DES LOIS RELATIVES A LA NATURE
DE L’ÉTAT DESPOTIQUE [1].


Il résulte de la nature du pouvoir despotique que l'homme seul qui l’exerce le fasse de même exercer par un seul. Un homme à qui ses cinq sens disent sans cesse qu’il est tout, et que les autres ne sont rien, est naturellement paresseux, ignorant, voluptueux. Il abandonne donc les affaires. Mais, s’il les confioit à plusieurs, il y auroit des disputes entre eux ; on feroit des brigues pour être le premier esclave ; le prince seroit obligé de rentrer dans l’administration. Il est donc plus simple qu’il l’abandonne à un vizir [2] qui aura d’abord la même puissance que lui. L’établissement d’un vizir est, dans cet État, une loi fondamentale.

On dit qu’un pape, à son élection, pénétré de son incapacité, fit d’abord des difficultés infinies. Il accepta enfin, et livra à son neveu toutes les affaires.
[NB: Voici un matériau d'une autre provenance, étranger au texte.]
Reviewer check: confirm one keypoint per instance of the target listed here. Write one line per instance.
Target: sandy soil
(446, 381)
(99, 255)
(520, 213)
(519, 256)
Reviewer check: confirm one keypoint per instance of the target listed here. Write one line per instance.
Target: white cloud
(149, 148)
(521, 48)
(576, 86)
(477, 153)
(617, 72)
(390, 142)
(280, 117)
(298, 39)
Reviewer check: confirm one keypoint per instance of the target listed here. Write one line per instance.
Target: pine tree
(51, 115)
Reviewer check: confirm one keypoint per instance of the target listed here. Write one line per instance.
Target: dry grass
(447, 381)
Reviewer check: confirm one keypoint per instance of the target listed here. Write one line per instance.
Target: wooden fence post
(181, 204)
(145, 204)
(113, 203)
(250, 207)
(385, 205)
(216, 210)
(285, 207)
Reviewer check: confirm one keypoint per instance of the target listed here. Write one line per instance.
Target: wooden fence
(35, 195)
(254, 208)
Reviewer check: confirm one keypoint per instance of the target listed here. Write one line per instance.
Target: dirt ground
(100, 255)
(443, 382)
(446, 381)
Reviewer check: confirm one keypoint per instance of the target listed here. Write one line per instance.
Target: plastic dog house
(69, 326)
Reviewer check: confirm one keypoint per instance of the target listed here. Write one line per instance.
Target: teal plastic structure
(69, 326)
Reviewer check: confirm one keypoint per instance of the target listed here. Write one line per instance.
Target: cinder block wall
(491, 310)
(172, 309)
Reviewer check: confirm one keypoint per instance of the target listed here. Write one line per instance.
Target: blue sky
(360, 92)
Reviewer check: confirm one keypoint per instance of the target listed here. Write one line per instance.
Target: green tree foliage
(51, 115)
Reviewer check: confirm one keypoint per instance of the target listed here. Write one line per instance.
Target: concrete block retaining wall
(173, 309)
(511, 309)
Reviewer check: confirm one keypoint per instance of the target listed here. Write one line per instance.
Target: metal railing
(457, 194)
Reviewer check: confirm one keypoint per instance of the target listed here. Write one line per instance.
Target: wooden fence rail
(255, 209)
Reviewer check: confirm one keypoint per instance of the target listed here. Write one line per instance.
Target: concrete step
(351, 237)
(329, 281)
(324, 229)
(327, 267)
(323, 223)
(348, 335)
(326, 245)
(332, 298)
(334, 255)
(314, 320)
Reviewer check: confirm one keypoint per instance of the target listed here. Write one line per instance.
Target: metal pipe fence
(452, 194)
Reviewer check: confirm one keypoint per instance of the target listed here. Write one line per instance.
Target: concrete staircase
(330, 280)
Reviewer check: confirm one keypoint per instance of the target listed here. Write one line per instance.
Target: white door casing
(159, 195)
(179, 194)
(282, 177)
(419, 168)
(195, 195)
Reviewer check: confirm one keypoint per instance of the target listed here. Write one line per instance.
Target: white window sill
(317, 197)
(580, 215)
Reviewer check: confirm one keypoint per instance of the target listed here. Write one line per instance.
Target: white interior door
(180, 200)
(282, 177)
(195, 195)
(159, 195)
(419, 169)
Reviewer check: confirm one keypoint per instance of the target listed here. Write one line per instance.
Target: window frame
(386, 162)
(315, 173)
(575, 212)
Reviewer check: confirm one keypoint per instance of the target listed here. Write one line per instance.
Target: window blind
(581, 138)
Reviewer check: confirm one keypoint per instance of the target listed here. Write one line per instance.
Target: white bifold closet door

Il étoit dans l’admiration, et disoit : « Je n’aurois jamais cru que cela eût été si aisé. » Il en est de même des princes d’Orient.

  1. Pour Montesquieu le despotisme c’est l’Orient, et plus particulièrement la Turquie et la Perse, la Turquie étudiée dans Ricaut, la Perse étudiée dans Chardin et Tavernier.
  2. Les rois d’Orient ont toujours des vizirs, dit M. Chardin. (M.)